Reflexión

Casi casi se termina Enero del 2012 y con la misma velocidad los siguientes meses esperan su turno para darle paso al que viene después.  Las predicciones abundan, las dietas no se cumplen, los compromisos se olvidan, y así, a girones, nos vamos arrancando el disfraz que diseñamos hacia finales del 2011, pretendiendo que lo usaríamos todo el año que ahora corre.

Pero este avanza velozmente y pareciera que queda poco tiempo para la reflexión. Ésta sólo aparece cuando una campanada nos toca el alma, cuando se nos afecta lo personal para que domine lo colectivo, cuando lo espiritual nos hace un llamado de atención. Entonces aparece la prudencia, por que hasta ese momento sólo se ha aceptado el dominio de lo material, cuando las diferencias están en el color que vistes, la marca que prefieres o los amigos importantes que tienes… o que crees tener.

Pero con el veloz correr del tiempo, esos amigos, dejan de serlo, ya no les interesas o no les eres útil, lo material no sana tus males, y el color que vistes puede ser cambiado a voluntad o tamizado con matices.

Y es que no logramos mirar dentro de nosotros con hondura, ¡eso da miedo!
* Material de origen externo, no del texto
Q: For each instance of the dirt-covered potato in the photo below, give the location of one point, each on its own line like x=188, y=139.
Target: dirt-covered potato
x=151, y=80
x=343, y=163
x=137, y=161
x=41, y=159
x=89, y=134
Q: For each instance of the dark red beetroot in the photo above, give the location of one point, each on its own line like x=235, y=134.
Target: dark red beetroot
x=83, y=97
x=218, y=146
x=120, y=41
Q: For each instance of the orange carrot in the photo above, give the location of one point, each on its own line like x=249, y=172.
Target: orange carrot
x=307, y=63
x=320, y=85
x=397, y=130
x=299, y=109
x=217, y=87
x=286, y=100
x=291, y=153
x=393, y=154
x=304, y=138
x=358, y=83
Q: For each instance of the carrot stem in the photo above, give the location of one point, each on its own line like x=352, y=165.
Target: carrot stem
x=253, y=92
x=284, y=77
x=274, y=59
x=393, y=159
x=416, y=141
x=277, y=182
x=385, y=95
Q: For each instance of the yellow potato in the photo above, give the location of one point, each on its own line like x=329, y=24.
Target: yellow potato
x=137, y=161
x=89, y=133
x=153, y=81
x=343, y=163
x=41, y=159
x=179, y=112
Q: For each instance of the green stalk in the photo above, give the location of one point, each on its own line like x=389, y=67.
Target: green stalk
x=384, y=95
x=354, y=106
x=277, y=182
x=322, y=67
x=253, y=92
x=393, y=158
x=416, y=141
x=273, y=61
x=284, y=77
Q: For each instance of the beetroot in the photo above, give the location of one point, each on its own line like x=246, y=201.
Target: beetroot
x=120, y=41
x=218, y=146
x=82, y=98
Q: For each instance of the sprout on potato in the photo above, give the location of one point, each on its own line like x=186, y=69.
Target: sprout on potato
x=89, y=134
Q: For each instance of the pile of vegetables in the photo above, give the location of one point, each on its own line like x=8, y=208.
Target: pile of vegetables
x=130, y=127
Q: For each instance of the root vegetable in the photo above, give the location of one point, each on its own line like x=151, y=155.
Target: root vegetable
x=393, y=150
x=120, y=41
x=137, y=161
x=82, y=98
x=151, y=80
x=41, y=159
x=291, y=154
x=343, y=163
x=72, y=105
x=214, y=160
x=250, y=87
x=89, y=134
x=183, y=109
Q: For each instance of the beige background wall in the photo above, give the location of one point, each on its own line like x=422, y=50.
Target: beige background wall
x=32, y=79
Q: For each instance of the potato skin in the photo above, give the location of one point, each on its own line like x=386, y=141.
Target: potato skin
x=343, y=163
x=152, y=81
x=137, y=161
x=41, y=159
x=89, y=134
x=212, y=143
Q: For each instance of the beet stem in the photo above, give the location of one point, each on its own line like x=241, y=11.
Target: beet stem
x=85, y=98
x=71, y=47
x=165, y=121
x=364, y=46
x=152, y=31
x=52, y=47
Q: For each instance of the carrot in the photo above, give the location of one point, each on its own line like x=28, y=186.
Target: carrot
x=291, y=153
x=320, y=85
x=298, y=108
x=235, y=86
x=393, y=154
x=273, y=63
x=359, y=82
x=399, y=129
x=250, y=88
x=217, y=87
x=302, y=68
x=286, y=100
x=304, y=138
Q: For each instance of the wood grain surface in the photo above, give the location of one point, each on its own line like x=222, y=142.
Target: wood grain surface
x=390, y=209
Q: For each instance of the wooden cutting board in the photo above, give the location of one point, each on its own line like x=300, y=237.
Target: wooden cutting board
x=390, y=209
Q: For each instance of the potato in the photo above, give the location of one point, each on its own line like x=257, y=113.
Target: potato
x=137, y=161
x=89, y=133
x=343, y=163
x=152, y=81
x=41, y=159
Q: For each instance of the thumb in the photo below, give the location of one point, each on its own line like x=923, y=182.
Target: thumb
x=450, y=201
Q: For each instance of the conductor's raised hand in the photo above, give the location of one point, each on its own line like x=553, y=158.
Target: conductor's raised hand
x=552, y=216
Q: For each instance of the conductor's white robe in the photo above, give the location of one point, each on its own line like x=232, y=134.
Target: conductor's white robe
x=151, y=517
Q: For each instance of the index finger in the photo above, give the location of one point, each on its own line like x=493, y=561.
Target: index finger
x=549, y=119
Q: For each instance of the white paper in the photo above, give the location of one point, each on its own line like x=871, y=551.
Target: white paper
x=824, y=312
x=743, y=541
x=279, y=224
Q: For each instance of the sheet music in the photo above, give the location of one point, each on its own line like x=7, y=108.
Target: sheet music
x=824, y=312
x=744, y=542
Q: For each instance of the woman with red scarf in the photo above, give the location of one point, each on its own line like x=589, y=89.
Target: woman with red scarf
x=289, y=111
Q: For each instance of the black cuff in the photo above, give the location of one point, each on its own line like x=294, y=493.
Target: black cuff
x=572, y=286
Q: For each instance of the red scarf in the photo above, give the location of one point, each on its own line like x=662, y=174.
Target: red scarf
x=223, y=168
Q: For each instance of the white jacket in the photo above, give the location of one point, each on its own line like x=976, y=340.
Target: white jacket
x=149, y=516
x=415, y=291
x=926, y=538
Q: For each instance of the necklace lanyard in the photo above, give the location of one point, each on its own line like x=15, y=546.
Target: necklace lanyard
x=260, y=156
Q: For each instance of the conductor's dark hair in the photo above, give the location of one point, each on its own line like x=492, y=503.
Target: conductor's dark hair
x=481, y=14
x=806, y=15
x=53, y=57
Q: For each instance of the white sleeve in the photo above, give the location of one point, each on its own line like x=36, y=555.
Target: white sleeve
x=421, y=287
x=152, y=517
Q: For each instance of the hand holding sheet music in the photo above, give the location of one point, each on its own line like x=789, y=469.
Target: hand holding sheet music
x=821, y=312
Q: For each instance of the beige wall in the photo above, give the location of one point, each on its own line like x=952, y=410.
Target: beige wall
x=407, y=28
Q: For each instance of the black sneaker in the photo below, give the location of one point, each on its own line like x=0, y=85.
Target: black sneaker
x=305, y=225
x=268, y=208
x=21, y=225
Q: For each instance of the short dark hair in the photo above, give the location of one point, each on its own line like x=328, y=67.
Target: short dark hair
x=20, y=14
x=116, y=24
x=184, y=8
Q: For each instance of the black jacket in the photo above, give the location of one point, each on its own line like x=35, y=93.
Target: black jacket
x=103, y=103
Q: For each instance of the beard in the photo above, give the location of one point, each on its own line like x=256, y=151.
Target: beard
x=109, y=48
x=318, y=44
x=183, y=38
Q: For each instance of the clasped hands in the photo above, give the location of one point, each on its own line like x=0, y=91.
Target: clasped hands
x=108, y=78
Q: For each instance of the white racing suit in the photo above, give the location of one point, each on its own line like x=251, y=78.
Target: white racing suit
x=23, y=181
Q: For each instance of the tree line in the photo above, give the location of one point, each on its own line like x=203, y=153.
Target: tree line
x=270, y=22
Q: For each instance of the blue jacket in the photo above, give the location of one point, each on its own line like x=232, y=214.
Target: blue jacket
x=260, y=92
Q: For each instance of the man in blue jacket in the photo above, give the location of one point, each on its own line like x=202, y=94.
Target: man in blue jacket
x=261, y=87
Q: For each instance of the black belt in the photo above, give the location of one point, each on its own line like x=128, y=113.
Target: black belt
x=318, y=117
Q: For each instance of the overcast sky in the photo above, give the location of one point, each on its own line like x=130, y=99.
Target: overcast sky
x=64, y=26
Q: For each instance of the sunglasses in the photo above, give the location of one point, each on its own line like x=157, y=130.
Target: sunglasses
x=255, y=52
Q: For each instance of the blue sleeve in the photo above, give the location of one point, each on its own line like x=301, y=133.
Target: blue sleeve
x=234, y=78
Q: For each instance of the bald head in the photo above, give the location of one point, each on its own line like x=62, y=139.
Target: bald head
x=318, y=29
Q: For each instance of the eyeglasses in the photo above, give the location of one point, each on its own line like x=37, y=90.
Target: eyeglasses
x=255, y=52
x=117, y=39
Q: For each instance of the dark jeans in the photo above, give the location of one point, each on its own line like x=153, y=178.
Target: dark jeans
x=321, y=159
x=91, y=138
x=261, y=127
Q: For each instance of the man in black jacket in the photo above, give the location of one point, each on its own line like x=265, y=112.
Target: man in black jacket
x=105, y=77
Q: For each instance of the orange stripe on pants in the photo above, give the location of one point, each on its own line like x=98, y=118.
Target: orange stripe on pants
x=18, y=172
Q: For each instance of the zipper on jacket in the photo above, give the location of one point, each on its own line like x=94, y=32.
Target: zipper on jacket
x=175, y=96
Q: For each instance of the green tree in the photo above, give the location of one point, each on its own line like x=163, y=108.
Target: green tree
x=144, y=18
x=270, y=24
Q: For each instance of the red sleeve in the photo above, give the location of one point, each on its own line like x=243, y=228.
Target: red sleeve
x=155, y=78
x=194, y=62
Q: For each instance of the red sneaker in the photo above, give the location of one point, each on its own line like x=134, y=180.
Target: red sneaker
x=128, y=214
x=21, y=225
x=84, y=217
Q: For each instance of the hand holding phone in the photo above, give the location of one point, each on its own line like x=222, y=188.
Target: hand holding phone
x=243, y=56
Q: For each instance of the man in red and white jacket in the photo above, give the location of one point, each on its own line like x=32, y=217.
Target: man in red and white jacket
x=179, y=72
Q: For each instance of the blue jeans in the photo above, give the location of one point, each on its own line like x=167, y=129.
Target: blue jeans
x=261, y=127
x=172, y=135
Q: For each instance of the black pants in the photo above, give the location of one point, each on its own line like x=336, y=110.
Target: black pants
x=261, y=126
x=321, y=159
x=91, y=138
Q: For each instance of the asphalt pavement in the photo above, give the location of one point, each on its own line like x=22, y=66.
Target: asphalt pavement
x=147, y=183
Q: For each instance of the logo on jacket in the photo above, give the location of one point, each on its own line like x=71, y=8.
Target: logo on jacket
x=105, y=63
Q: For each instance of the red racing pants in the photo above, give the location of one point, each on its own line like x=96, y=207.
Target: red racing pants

Sencillamente porque podríamos ver algo que hemos escondido en la profundidad del ser para que nunca más aflore. Da miedo porque sabemos que todo esto es transitorio, que sólo es una guerra indeseada entre el ahora y el mañana,  que lo que veremos no es el espejo de lo externo pero si de lo que preferiríamos ser. Da miedo porque el entorno va variando como varía la posición del sol durante el día y la enfermedad de la reflexión se ha apoderado de nosotros.

Y me pregunto, cuántos de los que ahora me leen, se contaminarán de esa dolencia para desvestir los temores y tomar la decisión de engalanarse con los brillantes colores de la primavera que ya se vislumbra?

Es una cuestión de riesgo, de osadía, de intrepidez. De decisión.